Payer

Good Faith Estimate (GFE)

Good Faith Estimate

Under the No Surprises Act, the written estimate of expected charges providers must give to uninsured and self-pay patients prior to scheduled services.

1 min read · Last reviewed May 23, 2026

At a glance

Category
Payer
Acronym for
Good Faith Estimate
Primary sources
2
Workspace handoff
templates

Where this comes up

Front-office and billing both hit this term — eligibility before the visit, prior auth before the procedure, contract terms during fee-schedule negotiation, and credentialing whenever a new provider joins or a payer roster lapses.

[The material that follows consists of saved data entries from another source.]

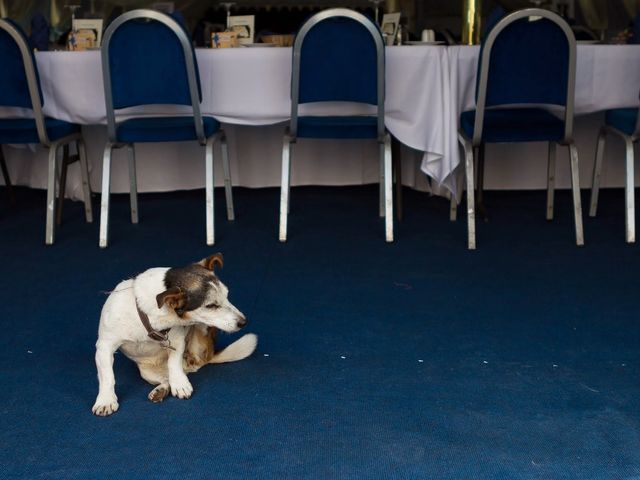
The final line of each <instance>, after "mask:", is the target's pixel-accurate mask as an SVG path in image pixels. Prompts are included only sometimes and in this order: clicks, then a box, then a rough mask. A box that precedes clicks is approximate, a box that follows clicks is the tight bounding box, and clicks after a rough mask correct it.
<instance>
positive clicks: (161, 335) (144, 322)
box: [136, 300, 170, 345]
mask: <svg viewBox="0 0 640 480" xmlns="http://www.w3.org/2000/svg"><path fill="white" fill-rule="evenodd" d="M136 310H138V316H139V317H140V321H141V322H142V325H144V328H145V329H146V330H147V335H149V338H150V339H152V340H155V341H157V342H163V343H166V344H167V345H168V344H169V335H168V334H169V330H170V329H169V328H167V329H166V330H162V331H160V332H159V331H158V330H154V329H153V327H152V326H151V323H150V322H149V316H148V315H147V314H146V313H144V312H143V311H142V310H140V307H139V306H138V301H137V300H136Z"/></svg>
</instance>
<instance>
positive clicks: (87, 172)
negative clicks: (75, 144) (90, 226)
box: [76, 139, 93, 223]
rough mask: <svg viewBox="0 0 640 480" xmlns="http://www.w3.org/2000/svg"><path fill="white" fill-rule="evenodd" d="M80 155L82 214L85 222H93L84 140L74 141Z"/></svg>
mask: <svg viewBox="0 0 640 480" xmlns="http://www.w3.org/2000/svg"><path fill="white" fill-rule="evenodd" d="M76 148H77V149H78V156H79V157H80V174H81V175H82V196H83V199H84V216H85V220H86V221H87V223H92V222H93V206H92V205H91V183H90V182H89V166H88V164H87V150H86V148H85V145H84V140H82V139H80V140H78V141H77V142H76Z"/></svg>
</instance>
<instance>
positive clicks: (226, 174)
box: [220, 134, 236, 221]
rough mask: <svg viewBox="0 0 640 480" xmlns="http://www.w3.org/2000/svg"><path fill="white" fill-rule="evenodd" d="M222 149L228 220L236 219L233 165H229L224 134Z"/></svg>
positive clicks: (228, 152)
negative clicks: (233, 193) (234, 194)
mask: <svg viewBox="0 0 640 480" xmlns="http://www.w3.org/2000/svg"><path fill="white" fill-rule="evenodd" d="M220 150H221V151H222V169H223V170H224V195H225V200H226V203H227V220H229V221H232V220H235V218H236V216H235V212H234V209H233V190H232V189H233V184H232V183H231V167H230V166H229V145H228V144H227V139H226V137H225V136H224V134H223V135H222V137H221V138H220Z"/></svg>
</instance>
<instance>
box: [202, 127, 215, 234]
mask: <svg viewBox="0 0 640 480" xmlns="http://www.w3.org/2000/svg"><path fill="white" fill-rule="evenodd" d="M215 139H216V137H215V136H213V137H211V138H209V139H208V140H207V144H206V145H205V155H204V164H205V185H206V192H205V196H206V198H205V202H206V209H205V210H206V212H205V214H206V216H207V219H206V229H207V230H206V235H207V245H213V244H214V243H215V222H214V220H215V208H214V207H215V204H214V196H213V187H214V185H215V184H214V176H213V175H214V173H213V144H214V143H215Z"/></svg>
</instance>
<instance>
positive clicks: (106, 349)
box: [91, 340, 118, 417]
mask: <svg viewBox="0 0 640 480" xmlns="http://www.w3.org/2000/svg"><path fill="white" fill-rule="evenodd" d="M117 349H118V345H117V344H114V343H109V342H106V341H100V340H98V343H96V367H97V368H98V382H99V383H100V387H99V391H98V397H97V398H96V403H95V404H94V405H93V408H92V409H91V410H92V412H93V413H94V414H96V415H99V416H101V417H106V416H107V415H111V414H112V413H114V412H115V411H116V410H118V397H116V392H115V385H116V381H115V377H114V375H113V353H114V352H115V351H116V350H117Z"/></svg>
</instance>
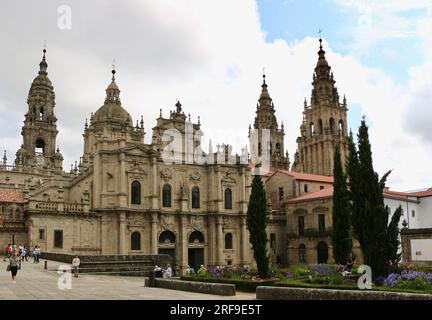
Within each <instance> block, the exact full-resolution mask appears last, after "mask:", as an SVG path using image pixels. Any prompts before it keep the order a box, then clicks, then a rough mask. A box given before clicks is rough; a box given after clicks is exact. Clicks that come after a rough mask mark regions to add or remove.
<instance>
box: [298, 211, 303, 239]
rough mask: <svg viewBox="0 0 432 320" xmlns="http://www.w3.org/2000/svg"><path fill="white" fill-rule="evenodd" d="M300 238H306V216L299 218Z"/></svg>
mask: <svg viewBox="0 0 432 320" xmlns="http://www.w3.org/2000/svg"><path fill="white" fill-rule="evenodd" d="M298 231H299V236H304V216H298Z"/></svg>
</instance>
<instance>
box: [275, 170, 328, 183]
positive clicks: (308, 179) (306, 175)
mask: <svg viewBox="0 0 432 320" xmlns="http://www.w3.org/2000/svg"><path fill="white" fill-rule="evenodd" d="M278 172H281V173H284V174H286V175H289V176H291V177H293V178H294V179H296V180H302V181H313V182H324V183H329V184H330V183H333V177H329V176H320V175H317V174H309V173H302V172H293V171H288V170H282V169H278V170H276V171H275V173H274V174H276V173H278Z"/></svg>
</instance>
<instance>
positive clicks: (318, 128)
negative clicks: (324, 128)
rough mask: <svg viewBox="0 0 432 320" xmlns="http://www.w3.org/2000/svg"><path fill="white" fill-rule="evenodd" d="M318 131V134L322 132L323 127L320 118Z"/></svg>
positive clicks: (321, 132)
mask: <svg viewBox="0 0 432 320" xmlns="http://www.w3.org/2000/svg"><path fill="white" fill-rule="evenodd" d="M318 132H319V133H320V134H322V133H323V128H322V119H318Z"/></svg>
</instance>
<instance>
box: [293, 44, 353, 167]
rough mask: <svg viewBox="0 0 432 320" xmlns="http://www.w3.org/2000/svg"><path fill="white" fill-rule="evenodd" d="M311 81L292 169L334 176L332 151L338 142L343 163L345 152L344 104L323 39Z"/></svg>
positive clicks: (346, 134) (298, 137) (346, 149)
mask: <svg viewBox="0 0 432 320" xmlns="http://www.w3.org/2000/svg"><path fill="white" fill-rule="evenodd" d="M319 42H320V47H319V51H318V62H317V65H316V67H315V71H314V74H313V82H312V86H313V89H312V94H311V103H310V105H308V103H307V101H306V99H305V102H304V110H303V121H302V124H301V126H300V136H299V137H298V138H297V152H296V154H295V156H294V164H293V166H292V171H296V172H304V173H310V174H317V175H325V176H332V175H333V153H334V150H335V147H336V145H340V149H341V156H342V164H345V161H346V158H347V155H348V144H347V141H348V132H347V126H346V123H347V111H348V108H347V103H346V98H345V97H344V98H343V100H342V103H340V98H339V93H338V90H337V88H336V86H335V83H336V81H335V80H334V77H333V72H332V71H331V67H330V66H329V64H328V62H327V60H326V58H325V51H324V50H323V47H322V39H319Z"/></svg>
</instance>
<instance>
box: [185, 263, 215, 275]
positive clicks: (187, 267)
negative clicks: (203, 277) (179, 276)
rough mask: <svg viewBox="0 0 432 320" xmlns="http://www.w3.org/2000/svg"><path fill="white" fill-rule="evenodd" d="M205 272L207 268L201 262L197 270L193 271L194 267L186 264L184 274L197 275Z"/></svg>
mask: <svg viewBox="0 0 432 320" xmlns="http://www.w3.org/2000/svg"><path fill="white" fill-rule="evenodd" d="M216 268H218V269H219V268H220V267H219V266H217V267H216ZM206 272H207V268H206V267H205V266H204V265H203V264H202V265H201V266H200V267H199V269H198V271H196V272H195V269H194V268H192V267H191V266H190V265H188V266H187V268H186V275H188V276H189V275H194V274H195V273H196V274H198V275H204V274H205V273H206Z"/></svg>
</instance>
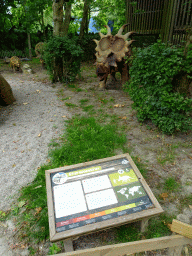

Misses here become denials downstream.

Full definition

What it is in practice

CMS GFE is required at the time of scheduling (per regulatory timelines) for uninsured / self-pay patients. The estimate must include the practitioner / facility identifier, service description, and expected charges.

How it shows up in your practice

Build a templated GFE generator into scheduling. Misalignment between estimate and actual charge by $400+ can trigger the patient-provider dispute resolution process.

Sources

Take it into the workspace

Use the GFE template

Open templates
Authored by D3rx

D3rx is a healthcare-billing and compliance research aid maintained by D3rx Inc. Articles are drafted by an LLM (Anthropic Claude) against primary HHS, OCR, CMS, eCFR, NIST, and state-regulator publications, and reviewed for restraint and source fidelity by the D3rx team.

Reviewer status: a named credentialed reviewer (CHC, CHPC, or healthcare attorney) is being engaged. Until that engagement is finalized, this page does not claim credentialed review.

This glossary entry is a research aid for billing and compliance staff. It does not provide legal, medical, or financial advice and does not replace counsel. References cited link to primary sources at HHS, OCR, CMS, eCFR, NIST, and the relevant payer or industry body.